December 10th went to Newark to investigate the matter concerning the sewing-women of that city, which was referred to our committee at the General Assembly at Richmond. Found, after a careful study of the matter, that the case reported by the boys’ shirt-waist makers was not only true, but that in general the working-women of Newark were very poorly paid, and the system of fines in many industries was severe and unjust. Instance: A corset factory where a fine is imposed for eating, laughing, singing or talking, of 10 cents each. If not inside the gate in the morning when the whistle stops blowing, an employee is locked out until half-past seven; then she can go to work, but is docked two hours for waste power; and many other rules equally slavish and unjust. Other industries closely follow these rules, while the sewing-women receive wages which are only one remove from actual starvation. In answer to all my inquiries, of employer and employed, why this state of affairs exists, the reply was, monopoly and competition. On January 6, 1887 took up the work again in Trenton, N. J., per instruction. Held several meetings, both public and private, of working-women for the purpose of getting them into the order, as the women of this city are not well organized. Went to Bordentown to a shirt factory there, but the unjust prejudice which they have always held toward organized labor cropped out on this occasion and they refused me admission.
At Lambertville I found a good local assembly, but no women had as yet joined the order there. I held several open meetings, and addressed eight local assemblies with such words of instruction as I was competent to give.
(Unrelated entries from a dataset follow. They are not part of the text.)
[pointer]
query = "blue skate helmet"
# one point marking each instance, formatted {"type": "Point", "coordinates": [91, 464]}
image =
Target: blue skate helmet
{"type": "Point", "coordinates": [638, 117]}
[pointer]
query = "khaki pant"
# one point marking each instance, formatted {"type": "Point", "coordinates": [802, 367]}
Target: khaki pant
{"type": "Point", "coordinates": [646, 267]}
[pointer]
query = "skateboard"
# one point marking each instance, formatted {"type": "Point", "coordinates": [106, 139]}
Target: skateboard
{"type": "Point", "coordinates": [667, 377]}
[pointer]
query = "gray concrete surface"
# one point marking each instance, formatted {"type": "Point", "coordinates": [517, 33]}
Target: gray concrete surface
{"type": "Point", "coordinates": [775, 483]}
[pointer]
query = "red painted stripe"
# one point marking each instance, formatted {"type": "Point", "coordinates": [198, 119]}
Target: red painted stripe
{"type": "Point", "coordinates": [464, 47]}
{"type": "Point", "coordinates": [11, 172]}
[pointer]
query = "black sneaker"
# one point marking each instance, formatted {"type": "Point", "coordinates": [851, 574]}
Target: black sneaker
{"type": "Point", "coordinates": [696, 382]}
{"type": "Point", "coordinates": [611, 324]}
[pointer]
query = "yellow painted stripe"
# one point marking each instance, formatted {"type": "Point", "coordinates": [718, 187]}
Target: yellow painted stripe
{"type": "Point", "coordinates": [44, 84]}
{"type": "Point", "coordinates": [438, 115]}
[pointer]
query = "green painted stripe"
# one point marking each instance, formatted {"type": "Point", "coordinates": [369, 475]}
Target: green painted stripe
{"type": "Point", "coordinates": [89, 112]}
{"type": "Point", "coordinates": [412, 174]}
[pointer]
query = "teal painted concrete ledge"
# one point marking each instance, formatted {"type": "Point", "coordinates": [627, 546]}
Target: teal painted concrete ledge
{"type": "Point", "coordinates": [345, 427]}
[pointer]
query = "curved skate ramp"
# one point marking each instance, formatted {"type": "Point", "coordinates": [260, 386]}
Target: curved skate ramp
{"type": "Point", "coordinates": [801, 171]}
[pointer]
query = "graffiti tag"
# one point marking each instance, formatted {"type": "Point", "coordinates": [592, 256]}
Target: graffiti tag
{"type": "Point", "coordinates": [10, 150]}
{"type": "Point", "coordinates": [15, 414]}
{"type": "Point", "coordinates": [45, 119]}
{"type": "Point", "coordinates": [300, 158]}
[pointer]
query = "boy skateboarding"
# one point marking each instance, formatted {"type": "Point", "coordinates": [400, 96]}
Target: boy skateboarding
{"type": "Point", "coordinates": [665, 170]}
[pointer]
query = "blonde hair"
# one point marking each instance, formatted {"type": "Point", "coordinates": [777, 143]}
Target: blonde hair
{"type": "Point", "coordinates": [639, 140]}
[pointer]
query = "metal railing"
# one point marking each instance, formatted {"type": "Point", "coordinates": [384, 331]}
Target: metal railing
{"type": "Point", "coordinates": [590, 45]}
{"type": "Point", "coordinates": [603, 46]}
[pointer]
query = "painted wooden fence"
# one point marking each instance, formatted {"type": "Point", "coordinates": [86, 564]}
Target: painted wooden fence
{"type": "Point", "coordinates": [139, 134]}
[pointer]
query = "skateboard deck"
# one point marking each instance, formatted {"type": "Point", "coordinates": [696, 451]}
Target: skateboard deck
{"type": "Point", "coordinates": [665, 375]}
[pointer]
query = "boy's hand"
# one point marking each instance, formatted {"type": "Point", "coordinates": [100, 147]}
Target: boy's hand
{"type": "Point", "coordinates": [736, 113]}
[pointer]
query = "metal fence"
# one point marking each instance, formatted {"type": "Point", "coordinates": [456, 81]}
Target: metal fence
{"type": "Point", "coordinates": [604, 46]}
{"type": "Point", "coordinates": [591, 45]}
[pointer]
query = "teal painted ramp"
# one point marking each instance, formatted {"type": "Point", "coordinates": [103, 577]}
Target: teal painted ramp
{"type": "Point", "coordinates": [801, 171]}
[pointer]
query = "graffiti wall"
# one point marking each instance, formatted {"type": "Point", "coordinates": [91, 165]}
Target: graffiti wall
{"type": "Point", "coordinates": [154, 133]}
…March 14, was sent to Paterson to look into the condition of the women and children employed in the linen-thread works of that city. There are some fourteen or fifteen hundred persons employed in this industry, who were at that time out of employment for this reason: Children who work at what is called doffing were receiving $2.70 per week, and asked for an increase of 5 cents per day. They were refused, and they struck, whereupon all the other employees were locked out. This was what some of the toadying press called “Paterson’s peculiar strike”, or “unexplainable phenomena”. The abuse, injustice and suffering which the women of this industry endure from the tyranny, cruelty and slave-driving propensities of the employers is something terrible to be allowed existence in free America. In one branch of this industry women are compelled to stand on the stone floor in water the year round, most of the time barefoot, with a spray of water from a revolving cylinder flying constantly against the breast; and the coldest night in winter as well as the warmest in summer those poor creatures must go to their homes with water dripping from their under-clothing along their path because there could not be space or a few moments allowed them wherein to change their clothing. A constant supply of recruits is always on hand to take the places of any who dare rebel against the iron-clad authority of those in charge. The law is evaded in this matter; but the passage-tickets on the Inman Steamship Line, that are advanced at from $5 to $7 more than they actually cost to the friends of those employed here or in the factory of this firm in Belfast, Ireland, and which are paid for after they commence work for the firm on this side of the ocean in $1 installments, at their semi-monthly payments, furnish good ground for a test case in the near future. Add to this the most meagre wages, crowded, badly ventilated rooms, want of proper sanitary conditions, and many other cruelties, and a fair-minded public can form some solution of this unexplainable “phenomena”. A thorough account of all this was placed in the hands of State Deputy Factory Inspector Hall. Also notified L. T. Fell, Chief Factory Inspector, and through his efforts much child labor has been abolished and other defects somewhat remedied. But there is very much yet to be done.”